Debt Continues to be Growing Threat

March 7, 2011

Last month, Admiral Mike Mullen, Chairman of the Joint Chiefs of Staff, called America’s debt “the greatest threat to our national security.” Testifying at a hearing of the Senate Armed Services Committee, he said, “If we as a country do not address our fiscal imbalances in the near-term, our national power will erode, and the costs to our ability to maintain and sustain influence could be great.”  Admiral Mullen’s assessment should serve as a grave call to action to address our unsustainable spending, which contributes to our mounting national debt. 

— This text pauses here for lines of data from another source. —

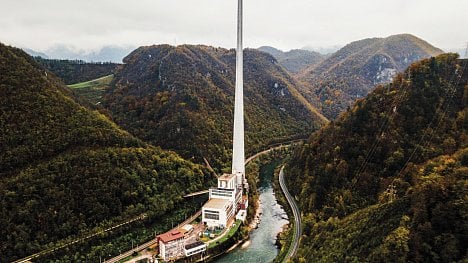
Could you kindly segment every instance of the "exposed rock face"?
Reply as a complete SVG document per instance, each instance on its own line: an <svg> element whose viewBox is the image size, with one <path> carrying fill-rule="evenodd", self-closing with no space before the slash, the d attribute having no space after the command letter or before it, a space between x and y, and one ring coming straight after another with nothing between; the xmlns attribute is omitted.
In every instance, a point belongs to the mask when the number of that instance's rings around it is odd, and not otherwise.
<svg viewBox="0 0 468 263"><path fill-rule="evenodd" d="M325 116L336 118L376 84L389 83L411 63L442 52L408 34L352 42L303 71L301 92Z"/></svg>

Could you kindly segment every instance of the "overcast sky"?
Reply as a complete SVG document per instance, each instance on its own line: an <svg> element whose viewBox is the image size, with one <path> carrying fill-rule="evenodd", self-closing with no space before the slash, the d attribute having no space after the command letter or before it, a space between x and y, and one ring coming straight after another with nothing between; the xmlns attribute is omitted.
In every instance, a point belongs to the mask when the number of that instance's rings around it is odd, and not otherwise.
<svg viewBox="0 0 468 263"><path fill-rule="evenodd" d="M57 44L235 46L237 0L0 0L0 42L43 51ZM464 48L468 0L244 0L245 45L329 47L411 33Z"/></svg>

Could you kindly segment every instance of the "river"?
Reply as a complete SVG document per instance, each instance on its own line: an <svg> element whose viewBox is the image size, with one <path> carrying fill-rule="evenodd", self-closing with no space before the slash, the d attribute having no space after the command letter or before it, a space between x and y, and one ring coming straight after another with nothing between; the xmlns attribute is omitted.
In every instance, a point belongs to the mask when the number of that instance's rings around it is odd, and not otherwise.
<svg viewBox="0 0 468 263"><path fill-rule="evenodd" d="M271 262L278 255L275 245L276 235L281 227L288 223L286 212L278 204L273 192L273 173L278 163L273 162L260 168L260 224L250 233L250 245L238 247L223 257L215 260L217 263L228 262Z"/></svg>

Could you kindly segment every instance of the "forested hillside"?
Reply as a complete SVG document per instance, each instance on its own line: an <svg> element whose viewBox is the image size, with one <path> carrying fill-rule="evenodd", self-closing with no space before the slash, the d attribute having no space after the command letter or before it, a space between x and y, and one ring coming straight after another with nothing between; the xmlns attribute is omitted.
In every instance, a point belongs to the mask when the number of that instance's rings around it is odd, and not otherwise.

Over the coming weeks, Congress needs to make the difficult decisions that are necessary to reduce federal expenditures and begin bringing them in line with our revenues.  The Treasury Department now estimates our deficit will reach $1.6 trillion this year.  This is unacceptable, and if we fail to act, our children and grandchildren will be forced to pay the bill. 

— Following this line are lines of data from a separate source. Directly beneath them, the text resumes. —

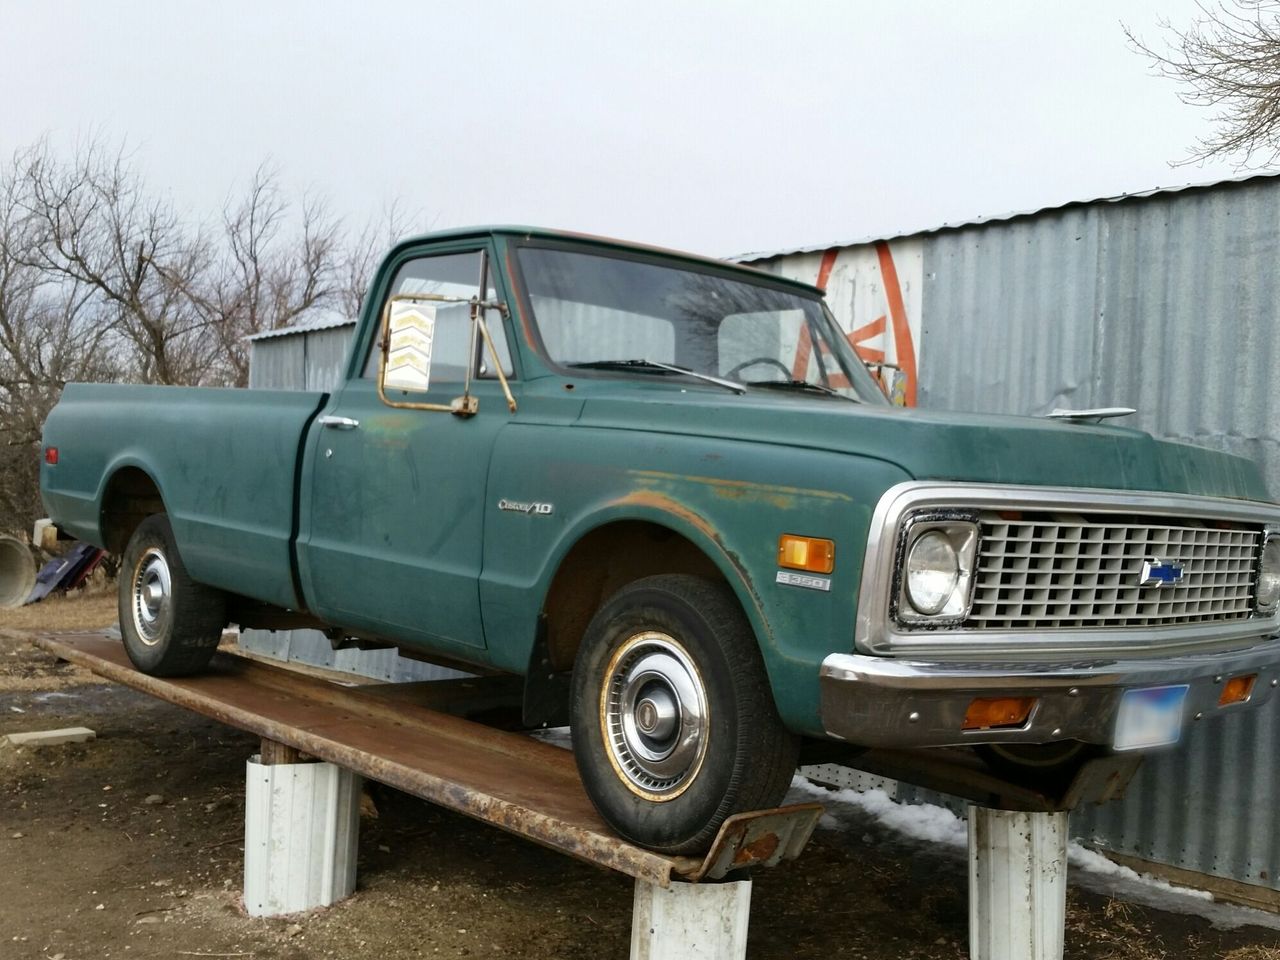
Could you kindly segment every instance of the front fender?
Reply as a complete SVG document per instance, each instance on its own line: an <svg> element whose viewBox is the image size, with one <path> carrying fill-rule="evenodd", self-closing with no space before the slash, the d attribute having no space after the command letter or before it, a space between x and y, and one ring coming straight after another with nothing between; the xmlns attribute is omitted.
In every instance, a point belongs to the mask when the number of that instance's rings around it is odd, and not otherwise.
<svg viewBox="0 0 1280 960"><path fill-rule="evenodd" d="M720 571L738 598L751 627L761 644L772 643L769 618L751 579L751 572L741 558L725 546L721 535L706 517L677 496L658 490L638 489L596 505L585 512L556 544L551 563L543 571L535 588L545 598L556 572L570 551L583 537L601 527L623 520L638 520L666 527L680 534L707 556Z"/></svg>
<svg viewBox="0 0 1280 960"><path fill-rule="evenodd" d="M574 545L605 524L647 521L685 537L724 575L759 641L784 721L821 735L819 669L827 655L853 649L871 514L884 490L906 478L847 454L513 426L495 450L486 503L480 589L490 654L496 666L524 672L547 592ZM551 512L499 510L503 499ZM836 541L829 590L776 582L783 533Z"/></svg>

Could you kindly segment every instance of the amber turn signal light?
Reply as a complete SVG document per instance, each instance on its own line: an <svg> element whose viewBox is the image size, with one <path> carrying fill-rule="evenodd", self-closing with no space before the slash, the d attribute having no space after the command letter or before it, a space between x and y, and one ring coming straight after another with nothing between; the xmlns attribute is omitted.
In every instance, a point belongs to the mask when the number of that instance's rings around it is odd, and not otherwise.
<svg viewBox="0 0 1280 960"><path fill-rule="evenodd" d="M809 573L830 573L836 568L835 541L784 533L778 538L778 566Z"/></svg>
<svg viewBox="0 0 1280 960"><path fill-rule="evenodd" d="M1031 716L1035 697L979 697L964 712L965 730L1020 727Z"/></svg>
<svg viewBox="0 0 1280 960"><path fill-rule="evenodd" d="M1244 703L1253 695L1253 681L1258 679L1256 673L1244 677L1232 677L1222 688L1222 696L1218 698L1218 706L1229 707L1233 703Z"/></svg>
<svg viewBox="0 0 1280 960"><path fill-rule="evenodd" d="M55 463L57 463L57 462L58 462L58 448L57 448L57 447L45 447L45 448L44 448L44 462L45 462L45 463L47 463L47 464L49 464L49 466L53 466Z"/></svg>

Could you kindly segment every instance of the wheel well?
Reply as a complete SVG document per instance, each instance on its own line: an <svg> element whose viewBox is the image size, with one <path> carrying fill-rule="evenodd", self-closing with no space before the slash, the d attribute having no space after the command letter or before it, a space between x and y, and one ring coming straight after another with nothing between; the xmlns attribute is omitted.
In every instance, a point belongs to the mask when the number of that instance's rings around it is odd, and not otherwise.
<svg viewBox="0 0 1280 960"><path fill-rule="evenodd" d="M164 513L155 481L137 467L116 471L102 498L102 539L110 553L123 553L133 531L153 513Z"/></svg>
<svg viewBox="0 0 1280 960"><path fill-rule="evenodd" d="M634 580L660 573L725 582L697 544L660 524L618 521L574 544L551 581L542 611L551 667L572 669L587 624L606 599Z"/></svg>

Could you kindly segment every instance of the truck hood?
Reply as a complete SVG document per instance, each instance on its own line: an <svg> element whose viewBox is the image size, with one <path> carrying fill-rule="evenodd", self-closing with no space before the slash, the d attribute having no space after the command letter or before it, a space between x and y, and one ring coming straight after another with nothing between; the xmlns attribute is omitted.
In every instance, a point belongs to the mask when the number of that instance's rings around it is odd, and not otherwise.
<svg viewBox="0 0 1280 960"><path fill-rule="evenodd" d="M639 394L639 395L638 395ZM779 400L667 389L596 395L584 426L828 450L895 464L916 480L1103 487L1267 500L1251 461L1127 427L1032 417Z"/></svg>

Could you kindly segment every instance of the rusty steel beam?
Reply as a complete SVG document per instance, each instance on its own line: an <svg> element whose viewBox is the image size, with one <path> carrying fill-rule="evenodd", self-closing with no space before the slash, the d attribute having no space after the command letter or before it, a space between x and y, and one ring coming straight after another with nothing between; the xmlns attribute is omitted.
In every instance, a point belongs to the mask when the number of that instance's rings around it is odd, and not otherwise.
<svg viewBox="0 0 1280 960"><path fill-rule="evenodd" d="M200 676L152 677L133 667L118 640L101 634L34 642L108 680L659 886L798 856L822 812L801 804L739 814L725 822L705 858L664 856L610 832L569 751L430 709L412 690L388 695L386 685L339 686L225 653ZM423 693L429 702L430 691Z"/></svg>
<svg viewBox="0 0 1280 960"><path fill-rule="evenodd" d="M841 763L993 810L1058 813L1123 796L1142 755L1091 757L1058 778L1029 770L1022 782L993 772L965 749L869 750Z"/></svg>

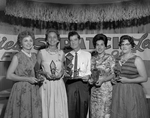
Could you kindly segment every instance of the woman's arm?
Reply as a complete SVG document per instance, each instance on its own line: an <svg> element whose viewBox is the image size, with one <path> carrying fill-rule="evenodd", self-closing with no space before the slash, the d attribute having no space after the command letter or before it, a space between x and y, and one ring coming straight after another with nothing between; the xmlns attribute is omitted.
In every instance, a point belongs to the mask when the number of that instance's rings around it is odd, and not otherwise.
<svg viewBox="0 0 150 118"><path fill-rule="evenodd" d="M137 67L139 77L134 78L134 79L120 77L121 78L120 81L122 83L142 83L142 82L146 82L148 80L144 62L140 57L136 57L135 66Z"/></svg>
<svg viewBox="0 0 150 118"><path fill-rule="evenodd" d="M36 71L40 73L43 76L47 76L47 73L41 70L41 63L42 63L43 57L42 57L42 52L39 51L37 54L37 64L36 64Z"/></svg>
<svg viewBox="0 0 150 118"><path fill-rule="evenodd" d="M41 69L41 63L42 63L42 53L41 51L39 51L37 53L37 63L36 63L36 70L40 70Z"/></svg>
<svg viewBox="0 0 150 118"><path fill-rule="evenodd" d="M35 77L25 77L25 76L18 76L14 72L18 66L18 58L15 55L10 63L10 66L7 70L6 79L13 80L13 81L22 81L22 82L30 82L30 83L37 83L37 79Z"/></svg>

                              Spending Freeze is No Solution

In his annual budget request, President Obama called for a five-year federal spending freeze, a proposal that means hardly anything.  Spending escalated dramatically over the last two years as President Obama’s signature legislation, the $1 trillion stimulus and the $1 trillion health care law, added to the problems we face.  Continuing deficits of $1.6 trillion for the next five years would be harmful and worsen our fiscal crisis. 

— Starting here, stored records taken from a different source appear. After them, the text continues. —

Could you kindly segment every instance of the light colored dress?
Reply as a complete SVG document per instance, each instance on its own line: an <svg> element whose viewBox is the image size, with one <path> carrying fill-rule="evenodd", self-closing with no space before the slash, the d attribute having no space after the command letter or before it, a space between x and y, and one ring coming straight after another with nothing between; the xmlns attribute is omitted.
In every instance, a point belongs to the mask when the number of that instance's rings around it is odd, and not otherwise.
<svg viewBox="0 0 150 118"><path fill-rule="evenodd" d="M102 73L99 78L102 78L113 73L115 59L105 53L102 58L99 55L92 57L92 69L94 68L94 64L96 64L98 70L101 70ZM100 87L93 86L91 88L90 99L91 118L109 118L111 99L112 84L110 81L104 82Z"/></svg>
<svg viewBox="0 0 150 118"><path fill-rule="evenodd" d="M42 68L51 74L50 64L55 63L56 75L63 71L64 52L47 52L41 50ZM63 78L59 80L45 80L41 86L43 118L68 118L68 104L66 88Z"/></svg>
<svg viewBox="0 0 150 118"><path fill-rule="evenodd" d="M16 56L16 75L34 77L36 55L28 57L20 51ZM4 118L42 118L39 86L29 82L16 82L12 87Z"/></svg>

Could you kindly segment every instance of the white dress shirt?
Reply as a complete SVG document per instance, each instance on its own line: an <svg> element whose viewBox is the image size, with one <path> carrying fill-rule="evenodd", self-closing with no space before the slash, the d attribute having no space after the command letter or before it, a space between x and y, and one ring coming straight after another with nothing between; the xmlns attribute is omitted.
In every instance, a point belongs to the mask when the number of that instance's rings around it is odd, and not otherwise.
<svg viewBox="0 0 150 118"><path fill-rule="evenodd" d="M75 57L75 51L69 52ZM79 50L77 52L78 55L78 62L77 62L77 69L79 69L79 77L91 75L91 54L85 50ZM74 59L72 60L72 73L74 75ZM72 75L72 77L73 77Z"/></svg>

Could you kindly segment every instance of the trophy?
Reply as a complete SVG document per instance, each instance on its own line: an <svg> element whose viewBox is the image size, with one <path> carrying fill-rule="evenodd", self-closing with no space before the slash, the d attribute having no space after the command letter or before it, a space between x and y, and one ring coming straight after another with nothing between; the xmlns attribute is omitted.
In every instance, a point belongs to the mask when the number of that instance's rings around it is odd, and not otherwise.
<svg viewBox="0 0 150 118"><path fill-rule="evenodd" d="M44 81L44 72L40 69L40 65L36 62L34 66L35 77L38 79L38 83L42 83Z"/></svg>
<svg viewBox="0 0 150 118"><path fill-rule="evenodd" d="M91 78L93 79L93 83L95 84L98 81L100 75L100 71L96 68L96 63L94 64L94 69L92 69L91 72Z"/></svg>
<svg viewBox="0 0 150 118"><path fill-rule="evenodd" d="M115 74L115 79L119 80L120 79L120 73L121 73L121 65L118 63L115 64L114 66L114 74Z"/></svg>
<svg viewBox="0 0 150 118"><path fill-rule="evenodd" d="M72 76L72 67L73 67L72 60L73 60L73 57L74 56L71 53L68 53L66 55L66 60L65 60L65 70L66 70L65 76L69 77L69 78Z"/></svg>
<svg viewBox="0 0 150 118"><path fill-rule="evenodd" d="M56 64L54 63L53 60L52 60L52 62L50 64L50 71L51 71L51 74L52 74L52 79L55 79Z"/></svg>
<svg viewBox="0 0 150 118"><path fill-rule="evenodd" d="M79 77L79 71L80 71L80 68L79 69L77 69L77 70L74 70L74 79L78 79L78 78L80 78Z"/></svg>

Simply capping our spending is not an option.  As our national debt increases, the cost of the interest on the debt rises too.  Higher taxes will be required to pay this interest, threatening an already weak economic recovery.  The American people want us to go in a different direction.  Senate Democrats recently acknowledged that the President’s plan will not work, but they have yet to provide a solution that makes the cuts we need.

                                        Eliminating Duplication

Last week, the House and Senate passed a two-week continuing resolution, which cuts $4 billion in spending immediately while avoiding a federal government shutdown.  This bill is a good start, but there is still a long way to go.  We now have the opportunity to make additional cuts and put our country back on a fiscally responsible path. 

Short-term budget approaches like the continuing resolution are merely stop gap measures to allow Congress to develop a long-term plan.  The Government Accountability Office (GAO) released a report recently that identified many federal programs that could be reined in or eliminated completely.  According to GAO, "Reducing or eliminating duplication, overlap, or fragmentation could potentially save billions of taxpayer dollars annually and help agencies provide more efficient and effective services.”

While many federal programs may achieve laudable goals, each should be on the table and examined closely.  Our approach to spending reductions needs to make sense, but the status quo must stop.  For this reason, I cut my Senate office budget by five percent, and I have challenged other members to join me.  If we are going to make tough choices, we should start with our own offices.

                                        Leadership Needed

In mid-February, 150 economists wrote to President Obama urging him to address our deficit.  The letter stated, “Action is needed now to begin to slow government spending, reduce uncertainty and support the creation of new private-sector jobs.”  I hope the President and Congress will join together and provide true leadership on this issue.